À Folha, chef fala sobre sua relação com a mídia e a renovação da culinária inglesa

David Loftus/Divulgação
O chef inglês Jamie Oliver, dono do restaurante Fitfeen, em Londres; ele ficou famoso por seus programas e livros de culinária


ÉRICA FRAGA
DE LONDRES

Com jeito e rosto de moleque, Jamie Oliver é simpático, divertido, polêmico e nem um pouco modesto. Talvez não seja para menos. Aos 29 anos, ele é a celebridade do momento no Reino Unido. Já esbanjava fama por seus bem-sucedidos programas de TV e livros de culinária. Mas sua última conquista o alçou a um patamar superior no país: o chef revelou, em seu último show televisivo, a má qualidade das merendas escolares britânicas, propôs uma reforma na dieta e, de quebra, conseguiu que o governo liberasse mais verba para a alimentação dos alunos nas escolas públicas.
Em entrevista à Folha -a primeira à mídia brasileira-, Oliver foi agressivo sobre a imprensa londrina (invejosa de seu sucesso, segundo ele), disse ter carinho pelos brasileiros (emprega dez deles em seu badalado restaurante Fifteen, em Londres) e analisou que uma antiga e boa culinária britânica vem sendo resgatada.
Animado, o chef -que também pode ser visto no Brasil (seu programa "Truques de Oliver" é transmitido pelo GNT)- se sacudiu na cadeira quando se referiu à alegria dos brasileiros e disse que gosta de pratos como feijoada e "boninho de bacalau".
Confirmando que usa e abusa de uma linguagem bem coloquial, repetiu palavras como "shit" (merda) e "fucking" (como forma de acentuar os sentidos dos adjetivos que usava) várias vezes ao longo da conversa. Leia a seguir trechos da entrevista de Oliver.
 

Folha - Você está sendo tratado como herói agora por parte da mídia, mas seu relacionamento com imprensa e público britânicos não foi sempre uma lua-de-mel.
Jamie Oliver -
Não com o público, não com o público, o público foi sempre doce.

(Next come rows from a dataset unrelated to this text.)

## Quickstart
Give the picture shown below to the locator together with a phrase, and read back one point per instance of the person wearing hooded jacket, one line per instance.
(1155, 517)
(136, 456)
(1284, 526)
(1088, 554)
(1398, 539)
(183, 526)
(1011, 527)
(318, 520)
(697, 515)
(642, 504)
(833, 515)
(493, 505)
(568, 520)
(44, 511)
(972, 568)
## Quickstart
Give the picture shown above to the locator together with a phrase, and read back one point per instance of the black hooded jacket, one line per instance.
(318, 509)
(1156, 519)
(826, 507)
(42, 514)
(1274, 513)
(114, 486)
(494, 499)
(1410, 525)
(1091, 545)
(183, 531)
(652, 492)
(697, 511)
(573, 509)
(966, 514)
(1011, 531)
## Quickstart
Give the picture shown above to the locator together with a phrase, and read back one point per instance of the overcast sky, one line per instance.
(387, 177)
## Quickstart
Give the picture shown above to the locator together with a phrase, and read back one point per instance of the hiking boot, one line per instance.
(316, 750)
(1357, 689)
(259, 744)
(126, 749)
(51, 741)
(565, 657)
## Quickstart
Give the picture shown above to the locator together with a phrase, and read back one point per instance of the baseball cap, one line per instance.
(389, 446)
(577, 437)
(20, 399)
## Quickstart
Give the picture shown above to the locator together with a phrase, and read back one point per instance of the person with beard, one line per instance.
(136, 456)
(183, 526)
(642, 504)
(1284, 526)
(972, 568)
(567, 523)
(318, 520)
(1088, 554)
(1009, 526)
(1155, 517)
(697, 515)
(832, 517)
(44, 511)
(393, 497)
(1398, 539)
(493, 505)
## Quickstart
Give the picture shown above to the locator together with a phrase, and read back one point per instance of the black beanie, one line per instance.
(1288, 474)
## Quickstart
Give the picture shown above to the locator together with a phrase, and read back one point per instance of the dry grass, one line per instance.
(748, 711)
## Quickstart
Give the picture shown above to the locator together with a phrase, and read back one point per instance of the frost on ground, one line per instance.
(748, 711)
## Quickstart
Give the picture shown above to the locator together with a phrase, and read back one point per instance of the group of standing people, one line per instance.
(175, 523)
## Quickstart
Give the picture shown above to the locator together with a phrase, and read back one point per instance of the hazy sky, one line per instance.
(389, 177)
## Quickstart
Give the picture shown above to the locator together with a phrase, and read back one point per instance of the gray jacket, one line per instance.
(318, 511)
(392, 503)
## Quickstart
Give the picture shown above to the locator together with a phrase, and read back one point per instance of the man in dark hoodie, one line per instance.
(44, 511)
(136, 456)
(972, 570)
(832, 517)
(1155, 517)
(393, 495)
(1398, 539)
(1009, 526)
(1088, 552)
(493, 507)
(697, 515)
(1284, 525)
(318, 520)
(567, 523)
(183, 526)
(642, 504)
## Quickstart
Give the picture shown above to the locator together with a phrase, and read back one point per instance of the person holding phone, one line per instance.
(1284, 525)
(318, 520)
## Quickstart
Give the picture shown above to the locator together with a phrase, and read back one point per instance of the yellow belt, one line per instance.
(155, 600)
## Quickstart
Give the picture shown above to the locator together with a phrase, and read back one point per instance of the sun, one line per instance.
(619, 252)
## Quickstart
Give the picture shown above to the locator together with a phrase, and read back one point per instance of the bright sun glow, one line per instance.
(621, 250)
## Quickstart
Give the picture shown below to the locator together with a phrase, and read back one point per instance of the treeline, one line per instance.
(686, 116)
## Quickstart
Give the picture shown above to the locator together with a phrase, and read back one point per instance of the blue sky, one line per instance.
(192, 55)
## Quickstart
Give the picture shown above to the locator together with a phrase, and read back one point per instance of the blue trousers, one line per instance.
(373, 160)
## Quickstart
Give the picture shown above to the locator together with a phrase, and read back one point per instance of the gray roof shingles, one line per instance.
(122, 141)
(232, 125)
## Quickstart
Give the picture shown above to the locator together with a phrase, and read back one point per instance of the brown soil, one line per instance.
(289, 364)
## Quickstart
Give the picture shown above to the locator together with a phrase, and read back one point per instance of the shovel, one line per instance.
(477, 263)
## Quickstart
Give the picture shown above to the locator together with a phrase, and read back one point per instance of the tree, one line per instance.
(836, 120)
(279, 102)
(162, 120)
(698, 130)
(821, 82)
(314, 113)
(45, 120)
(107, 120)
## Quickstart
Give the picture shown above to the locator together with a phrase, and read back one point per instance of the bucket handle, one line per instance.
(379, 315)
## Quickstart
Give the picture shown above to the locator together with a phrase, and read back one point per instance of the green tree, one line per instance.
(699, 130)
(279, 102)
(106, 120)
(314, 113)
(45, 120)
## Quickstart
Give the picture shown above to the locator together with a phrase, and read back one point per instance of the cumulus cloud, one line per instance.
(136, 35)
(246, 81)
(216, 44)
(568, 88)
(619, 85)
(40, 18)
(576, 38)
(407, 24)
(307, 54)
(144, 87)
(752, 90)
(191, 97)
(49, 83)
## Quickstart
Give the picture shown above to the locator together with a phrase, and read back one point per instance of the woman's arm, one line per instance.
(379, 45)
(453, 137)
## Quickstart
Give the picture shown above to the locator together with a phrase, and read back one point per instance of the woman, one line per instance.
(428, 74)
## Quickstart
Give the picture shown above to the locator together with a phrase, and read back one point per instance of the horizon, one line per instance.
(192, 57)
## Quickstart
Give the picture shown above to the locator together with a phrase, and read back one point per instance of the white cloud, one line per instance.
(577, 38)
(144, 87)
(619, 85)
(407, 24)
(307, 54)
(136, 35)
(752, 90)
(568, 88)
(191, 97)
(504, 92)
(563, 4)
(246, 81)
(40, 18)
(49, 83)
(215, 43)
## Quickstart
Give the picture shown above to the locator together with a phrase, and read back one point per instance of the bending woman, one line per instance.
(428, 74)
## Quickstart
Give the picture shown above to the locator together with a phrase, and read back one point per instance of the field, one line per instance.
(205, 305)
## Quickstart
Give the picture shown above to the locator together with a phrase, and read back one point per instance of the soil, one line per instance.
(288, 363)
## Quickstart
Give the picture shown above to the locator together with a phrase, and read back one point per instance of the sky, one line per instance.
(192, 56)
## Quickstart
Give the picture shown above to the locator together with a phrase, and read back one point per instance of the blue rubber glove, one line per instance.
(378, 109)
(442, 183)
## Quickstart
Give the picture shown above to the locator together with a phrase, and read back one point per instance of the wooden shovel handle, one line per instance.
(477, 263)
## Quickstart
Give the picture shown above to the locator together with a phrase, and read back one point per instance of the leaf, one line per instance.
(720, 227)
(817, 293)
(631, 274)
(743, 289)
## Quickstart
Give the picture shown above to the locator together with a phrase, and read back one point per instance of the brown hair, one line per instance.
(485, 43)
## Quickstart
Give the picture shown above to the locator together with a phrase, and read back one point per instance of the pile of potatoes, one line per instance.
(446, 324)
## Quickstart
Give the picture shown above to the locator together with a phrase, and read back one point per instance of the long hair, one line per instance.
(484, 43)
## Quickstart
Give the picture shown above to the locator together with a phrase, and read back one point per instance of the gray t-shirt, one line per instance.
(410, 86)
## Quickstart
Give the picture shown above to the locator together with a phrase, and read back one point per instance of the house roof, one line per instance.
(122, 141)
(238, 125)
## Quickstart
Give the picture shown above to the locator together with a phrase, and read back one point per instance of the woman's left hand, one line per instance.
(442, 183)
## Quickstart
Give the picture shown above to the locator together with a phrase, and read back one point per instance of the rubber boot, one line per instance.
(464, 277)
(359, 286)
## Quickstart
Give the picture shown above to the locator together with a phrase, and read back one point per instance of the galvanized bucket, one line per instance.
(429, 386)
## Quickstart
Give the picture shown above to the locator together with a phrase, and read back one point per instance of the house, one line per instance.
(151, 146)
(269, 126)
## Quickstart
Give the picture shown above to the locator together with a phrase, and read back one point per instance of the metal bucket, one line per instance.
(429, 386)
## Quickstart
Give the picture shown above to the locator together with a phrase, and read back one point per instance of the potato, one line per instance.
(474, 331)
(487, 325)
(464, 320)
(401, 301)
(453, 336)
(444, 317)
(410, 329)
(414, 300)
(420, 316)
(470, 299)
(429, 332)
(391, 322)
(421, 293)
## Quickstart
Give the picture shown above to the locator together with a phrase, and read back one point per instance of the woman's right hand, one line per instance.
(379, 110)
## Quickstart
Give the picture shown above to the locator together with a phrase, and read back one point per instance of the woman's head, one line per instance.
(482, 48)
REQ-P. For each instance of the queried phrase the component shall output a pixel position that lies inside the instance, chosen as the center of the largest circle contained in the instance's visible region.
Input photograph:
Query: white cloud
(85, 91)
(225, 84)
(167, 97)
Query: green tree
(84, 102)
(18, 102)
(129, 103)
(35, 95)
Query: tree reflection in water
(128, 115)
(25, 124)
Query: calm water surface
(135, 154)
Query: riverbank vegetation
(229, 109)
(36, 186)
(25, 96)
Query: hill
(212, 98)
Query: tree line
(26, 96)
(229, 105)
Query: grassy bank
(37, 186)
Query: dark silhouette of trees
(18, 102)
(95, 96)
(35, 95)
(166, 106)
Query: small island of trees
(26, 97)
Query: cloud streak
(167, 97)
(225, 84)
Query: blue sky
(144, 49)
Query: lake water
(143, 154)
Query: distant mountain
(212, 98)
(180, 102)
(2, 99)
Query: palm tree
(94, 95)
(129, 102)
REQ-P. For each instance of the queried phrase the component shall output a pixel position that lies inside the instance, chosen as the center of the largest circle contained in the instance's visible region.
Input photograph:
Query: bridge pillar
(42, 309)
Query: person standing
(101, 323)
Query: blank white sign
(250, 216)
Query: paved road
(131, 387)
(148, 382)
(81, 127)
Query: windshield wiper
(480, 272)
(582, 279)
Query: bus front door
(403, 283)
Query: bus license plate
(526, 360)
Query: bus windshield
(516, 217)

Folha - Mas a imprensa dizia que o público estava começando a se irritar contigo por causa da sua grande exposição, que era esnobe. Como se sente em relação a isso?
Oliver -
Em três meses, eles me darão um outro chute nas costas. Não me deixarão seguir impune. Você sabe, quer dizer, em duas semanas tive publicidade suficiente para o ano todo. Nas próximas três semanas, vai sair alguma merda nos jornais. No Reino Unido, como um cara público, você tem de estar preparado. Quando os jornais estavam dizendo "você é isso, você é aquilo", eu ligava para a emissora e perguntava: "As pessoas não estão assistindo ao programa?". E me respondiam: "Você tem tido [audiência] mais do que nunca, três vezes mais do que qualquer outro nesse horário da noite, em média".
A imprensa regional nunca foi um problema, o público nunca foi um problema. É, realmente, essa relação de ódio e amor que eu tenho com a imprensa de Londres. E isso acontece, basicamente, porque a maior parte das pessoas que estão escrevendo tem, aproximadamente, a minha idade. São ciumentos, pequenos idiotas.

Folha - Seus programas também são exibidos no Brasil e fazem relativo sucesso. O que você conhece sobre o país?
Oliver -
Nunca estive no Brasil. Na minha experiência limitada com os brasileiros, são pessoas muito boas em celebrar coisas, Carnaval, dança. Tudo que faço é celebrar comida e me divertir. Não digo o que as pessoas devem fazer. Só digo o que eu faço. Não é como uma pregação. Só tento me divertir, e, provavelmente, eles [os brasileiros] gostam disso. Quando soube que o programa é exibido no Brasil, fiquei muito feliz. Em parte, porque trabalhei com muitos brasileiros ao longo dos anos, mas também porque alguns anos atrás nunca pensaria que iria parar no Brasil.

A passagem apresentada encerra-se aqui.